Google Business Profile
Google Marked My Business as Permanently Closed — What to Do
Waking up to find your listing tagged 'Permanently closed' is alarming, especially if you're very much open. Here's why it happens, how to get it reversed quickly, and how to stop it recurring.
Updated 13 July 2026 · 6 min read
Why Google marks an open business as closed
Google's 'Permanently closed' label isn't always the result of something you did wrong. Google applies it automatically when a mix of signals — location data, search activity, information from third-party data providers, and public suggested edits — points its systems toward a business having shut down. Those signals can be wrong.
The label matters because it removes your business from regular search and Maps results almost immediately. A customer searching for you sees a greyed-out listing with no directions button and no way to call — which, for a business trading normally, can cost real bookings within hours of the flag appearing.
The most common causes
- A public user submitted a 'mark as closed' suggested edit — sometimes by mistake, occasionally deliberately — and it was applied before anyone at the business noticed.
- The business moved premises or changed its trading name, and the profile was never updated, so Google's systems can no longer match its signals to an open business at that address.
- A stretch of low visible activity — no new photos, no posts, no recent reviews, inconsistent hours — combined with weak location signals, which can read as closure to an automated system.
- A third-party data provider that Google also sources listing data from marked the business as closed, and that fed into Google's own signal.
How to tell if this has happened to you
Search your business name on Google and on Google Maps. If 'Permanently closed' or 'Temporarily closed' appears under your name, the flag is live. Check your Google Business Profile dashboard too — a notification may be waiting there, though not always immediately.
It's worth checking occasionally even when nothing seems obviously wrong, particularly if you've noticed an unexplained dip in calls or website clicks.
How to get it reversed
Log in to your Google Business Profile dashboard. If you see a 'Reopen this business' or 'Is this your business?' prompt, use it — this is the fastest path, and Google typically processes it within a few days.
If there's no direct prompt, use the support contact option to tell Google the business is open, and be ready to provide evidence: a recent utility bill, an ABN registration extract, or photos of current signage and trading. The more concrete evidence you provide, the faster the review tends to move.

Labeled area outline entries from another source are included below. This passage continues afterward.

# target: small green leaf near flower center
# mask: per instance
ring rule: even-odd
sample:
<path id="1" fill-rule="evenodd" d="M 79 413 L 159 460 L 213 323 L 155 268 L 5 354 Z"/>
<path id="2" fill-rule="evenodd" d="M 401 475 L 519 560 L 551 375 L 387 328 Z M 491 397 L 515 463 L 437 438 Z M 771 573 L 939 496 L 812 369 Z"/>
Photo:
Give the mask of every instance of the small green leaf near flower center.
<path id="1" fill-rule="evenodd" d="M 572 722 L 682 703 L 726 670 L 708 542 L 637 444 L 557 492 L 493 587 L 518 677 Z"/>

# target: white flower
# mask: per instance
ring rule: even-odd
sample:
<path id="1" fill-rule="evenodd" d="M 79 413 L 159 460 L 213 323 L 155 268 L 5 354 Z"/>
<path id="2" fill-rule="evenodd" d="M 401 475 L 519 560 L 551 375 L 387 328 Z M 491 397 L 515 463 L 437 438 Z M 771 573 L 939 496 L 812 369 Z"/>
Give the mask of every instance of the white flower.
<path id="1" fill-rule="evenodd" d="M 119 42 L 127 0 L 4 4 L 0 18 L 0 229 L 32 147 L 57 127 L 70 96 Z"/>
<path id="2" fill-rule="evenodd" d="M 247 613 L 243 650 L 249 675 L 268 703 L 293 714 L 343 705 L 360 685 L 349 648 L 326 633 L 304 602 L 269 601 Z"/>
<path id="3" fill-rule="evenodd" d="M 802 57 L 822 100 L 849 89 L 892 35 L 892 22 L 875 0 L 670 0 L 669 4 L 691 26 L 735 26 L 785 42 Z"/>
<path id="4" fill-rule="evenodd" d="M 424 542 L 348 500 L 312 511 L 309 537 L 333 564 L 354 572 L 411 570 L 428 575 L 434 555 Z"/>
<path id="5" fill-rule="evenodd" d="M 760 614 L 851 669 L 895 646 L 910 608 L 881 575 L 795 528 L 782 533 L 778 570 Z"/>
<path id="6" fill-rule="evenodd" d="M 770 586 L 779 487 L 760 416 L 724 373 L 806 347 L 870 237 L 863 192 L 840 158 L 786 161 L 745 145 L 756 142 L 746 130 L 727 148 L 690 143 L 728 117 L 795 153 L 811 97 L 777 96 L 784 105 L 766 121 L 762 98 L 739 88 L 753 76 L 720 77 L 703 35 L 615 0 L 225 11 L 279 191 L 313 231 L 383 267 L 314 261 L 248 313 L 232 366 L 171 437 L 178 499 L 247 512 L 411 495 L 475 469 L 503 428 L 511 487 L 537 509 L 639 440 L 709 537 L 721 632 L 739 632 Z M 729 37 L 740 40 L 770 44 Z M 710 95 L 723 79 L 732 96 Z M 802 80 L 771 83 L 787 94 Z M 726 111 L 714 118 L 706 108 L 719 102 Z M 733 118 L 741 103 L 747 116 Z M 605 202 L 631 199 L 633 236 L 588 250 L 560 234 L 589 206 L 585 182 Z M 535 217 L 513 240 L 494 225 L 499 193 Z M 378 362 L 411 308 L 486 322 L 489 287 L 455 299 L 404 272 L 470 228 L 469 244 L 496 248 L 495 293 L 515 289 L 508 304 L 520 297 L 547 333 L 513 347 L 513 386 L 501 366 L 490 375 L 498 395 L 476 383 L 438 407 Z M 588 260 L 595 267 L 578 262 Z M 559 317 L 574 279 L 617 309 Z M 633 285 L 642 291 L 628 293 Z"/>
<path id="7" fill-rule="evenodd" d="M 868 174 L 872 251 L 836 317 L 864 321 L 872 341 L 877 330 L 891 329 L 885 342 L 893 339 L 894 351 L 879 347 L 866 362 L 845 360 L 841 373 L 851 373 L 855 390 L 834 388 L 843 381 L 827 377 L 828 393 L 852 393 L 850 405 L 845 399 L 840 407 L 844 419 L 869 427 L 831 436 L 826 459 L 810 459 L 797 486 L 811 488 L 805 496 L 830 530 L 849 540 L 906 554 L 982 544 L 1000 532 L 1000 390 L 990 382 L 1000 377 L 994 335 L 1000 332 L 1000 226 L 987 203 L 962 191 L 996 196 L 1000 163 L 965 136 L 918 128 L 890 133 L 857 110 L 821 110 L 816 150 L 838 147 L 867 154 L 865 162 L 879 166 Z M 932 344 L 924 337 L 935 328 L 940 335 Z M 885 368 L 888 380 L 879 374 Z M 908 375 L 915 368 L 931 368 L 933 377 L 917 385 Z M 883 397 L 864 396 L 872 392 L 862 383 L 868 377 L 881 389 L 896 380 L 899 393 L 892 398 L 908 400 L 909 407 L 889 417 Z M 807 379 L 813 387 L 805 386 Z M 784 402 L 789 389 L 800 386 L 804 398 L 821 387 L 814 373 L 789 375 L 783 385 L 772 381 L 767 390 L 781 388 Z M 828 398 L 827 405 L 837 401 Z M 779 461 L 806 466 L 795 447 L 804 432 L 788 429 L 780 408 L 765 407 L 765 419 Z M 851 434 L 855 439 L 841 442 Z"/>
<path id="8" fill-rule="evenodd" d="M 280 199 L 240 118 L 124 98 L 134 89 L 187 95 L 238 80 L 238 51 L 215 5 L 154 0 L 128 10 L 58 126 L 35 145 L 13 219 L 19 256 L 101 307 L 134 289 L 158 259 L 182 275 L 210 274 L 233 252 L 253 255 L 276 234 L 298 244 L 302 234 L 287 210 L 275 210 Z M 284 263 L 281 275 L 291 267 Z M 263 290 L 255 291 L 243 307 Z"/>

While you're in the dashboard, update every field that might be stale — hours, phone number, address — since inconsistent details are one of the signals that can trigger the flag in the first place.
Reducing the odds it happens again
- Keep the profile active — post updates, add new photos, and keep replying to reviews. An active profile is less likely to trigger closure signals.
- Keep your name, address, and phone number identical everywhere they appear online, including other directories that may feed Google's data.
- Check your profile's notification settings so you see suggested edits and status changes as soon as they land, not weeks later.
- If you move or rebrand, update your Google Business Profile the same day — don't leave it for 'when things settle down.'
If you suspect deliberate interference
Occasionally a competitor or a disgruntled individual submits a false 'closed' edit on purpose. Google doesn't disclose who submitted an edit, but if you have reason to believe this happened — timing that lines up with a dispute, or a pattern of other interference on your listing — mention that context when you contact Google Business Profile support. Deliberately false reporting is a policy violation on Google's side regardless of the motive behind it.